Gasoline Product Liability

I’ve never seen (or never noticed) this warning before. However, last month, I spotted this peeling sticker on the side of a gasoline pump.

Reformulated Gasoline…may cause a very small percentage of vehicles…to have fuel system leaks which may cause vehicle fires.

What the heck? Assuming these warning signs have been up since 1995, when reformulated gasoline rolled out in the San Francisco Bay Area, I find it odd that I haven’t see this warning elsewhere. Need to make a mental note the next time I visit a different service station whether their gasoline pumps also carry the same warning. However, I find this warning to be vague and unhelpful because it doesn’t define (1) a very small percentage, (2) older vehicles, and (3) high-mileage vehicles. How small is a very small percentage? 5%? 1%? Less than 1%? Considering the number of cars out on the road, a very small percentage could still mean a lot of cars. Secondly, what is an older car? Cars from the 1980s? Cars from the 1960s? Cars from the 1940s? Finally, what is a high-mileage vehicle? Over 100,000 miles? Over 250,000 miles? Seriously, the warning label doesn’t give the driver enough information to determine whether their vehicle is affected by reformulated gasoline.

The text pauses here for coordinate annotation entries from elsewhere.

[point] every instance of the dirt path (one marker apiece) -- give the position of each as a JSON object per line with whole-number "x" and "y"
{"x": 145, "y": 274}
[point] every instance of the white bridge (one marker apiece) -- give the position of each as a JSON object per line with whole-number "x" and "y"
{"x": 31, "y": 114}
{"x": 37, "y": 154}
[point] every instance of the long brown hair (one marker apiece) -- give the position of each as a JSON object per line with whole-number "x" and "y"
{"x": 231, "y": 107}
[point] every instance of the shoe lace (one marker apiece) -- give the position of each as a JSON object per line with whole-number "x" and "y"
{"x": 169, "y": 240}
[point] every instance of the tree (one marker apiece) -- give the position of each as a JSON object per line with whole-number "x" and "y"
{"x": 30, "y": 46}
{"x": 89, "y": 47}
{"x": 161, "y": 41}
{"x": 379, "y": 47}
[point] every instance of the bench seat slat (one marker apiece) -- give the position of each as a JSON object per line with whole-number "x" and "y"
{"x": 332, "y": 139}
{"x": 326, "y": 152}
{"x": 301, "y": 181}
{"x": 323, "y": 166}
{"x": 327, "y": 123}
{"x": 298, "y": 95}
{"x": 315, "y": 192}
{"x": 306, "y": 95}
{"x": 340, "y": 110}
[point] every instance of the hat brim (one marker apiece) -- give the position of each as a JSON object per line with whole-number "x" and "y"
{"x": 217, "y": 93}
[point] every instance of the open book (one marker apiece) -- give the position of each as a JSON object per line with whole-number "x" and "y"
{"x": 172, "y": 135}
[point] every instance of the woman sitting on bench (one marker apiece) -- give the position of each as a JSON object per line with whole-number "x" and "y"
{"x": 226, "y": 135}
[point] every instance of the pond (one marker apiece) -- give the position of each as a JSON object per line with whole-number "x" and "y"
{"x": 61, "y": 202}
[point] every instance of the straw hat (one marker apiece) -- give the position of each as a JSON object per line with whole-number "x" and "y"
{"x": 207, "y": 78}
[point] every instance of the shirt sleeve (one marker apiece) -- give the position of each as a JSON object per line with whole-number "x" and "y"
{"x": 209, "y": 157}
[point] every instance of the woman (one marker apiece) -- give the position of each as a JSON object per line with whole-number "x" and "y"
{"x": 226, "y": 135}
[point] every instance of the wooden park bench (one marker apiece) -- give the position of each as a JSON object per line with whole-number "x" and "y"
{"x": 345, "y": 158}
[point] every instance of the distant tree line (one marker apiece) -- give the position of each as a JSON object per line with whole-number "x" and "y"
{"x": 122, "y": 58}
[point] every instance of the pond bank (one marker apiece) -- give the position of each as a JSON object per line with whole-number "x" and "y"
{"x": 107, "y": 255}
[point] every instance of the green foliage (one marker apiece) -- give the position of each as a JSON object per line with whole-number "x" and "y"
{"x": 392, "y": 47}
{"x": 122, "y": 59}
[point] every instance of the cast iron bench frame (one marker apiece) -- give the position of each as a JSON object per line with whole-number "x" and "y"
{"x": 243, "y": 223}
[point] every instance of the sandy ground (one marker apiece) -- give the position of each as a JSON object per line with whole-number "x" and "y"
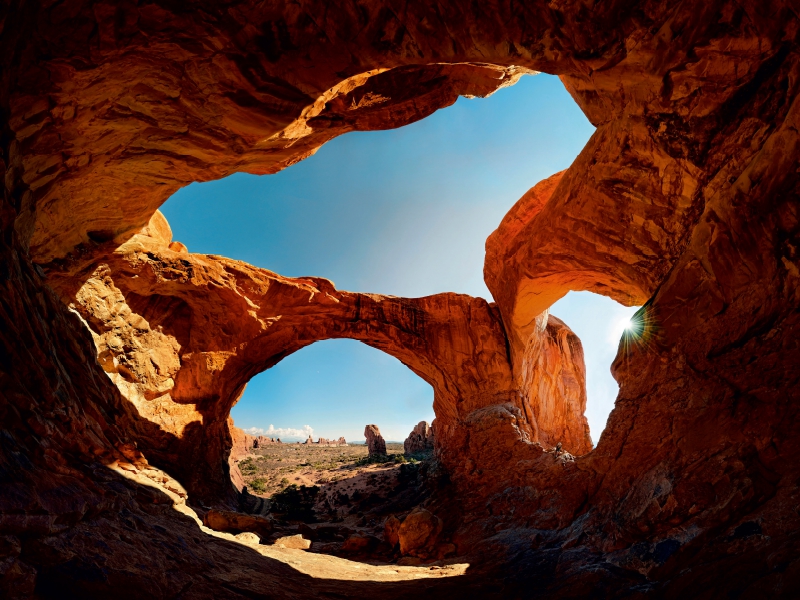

2 replies on “Gasoline Product Liability”

As one who owns and rides older motorcycles, I think I know the skinny on this. Corn-liquor gas (known as ethanol) is the culprit. The alcohol attacks rubber in fuel/carburetor systems. If an old rubber gas line is damaged by the gummint’s corn liquor fuel, it could leak. Depending on where it leaks – well, one gets the picture.

In real life, the most costly fallout is replacing the vulnerable parts with expensive after-market parts that can withstand alcohol.

It’s the dumb, blind gummint – mesin’ up near everything it bumps into.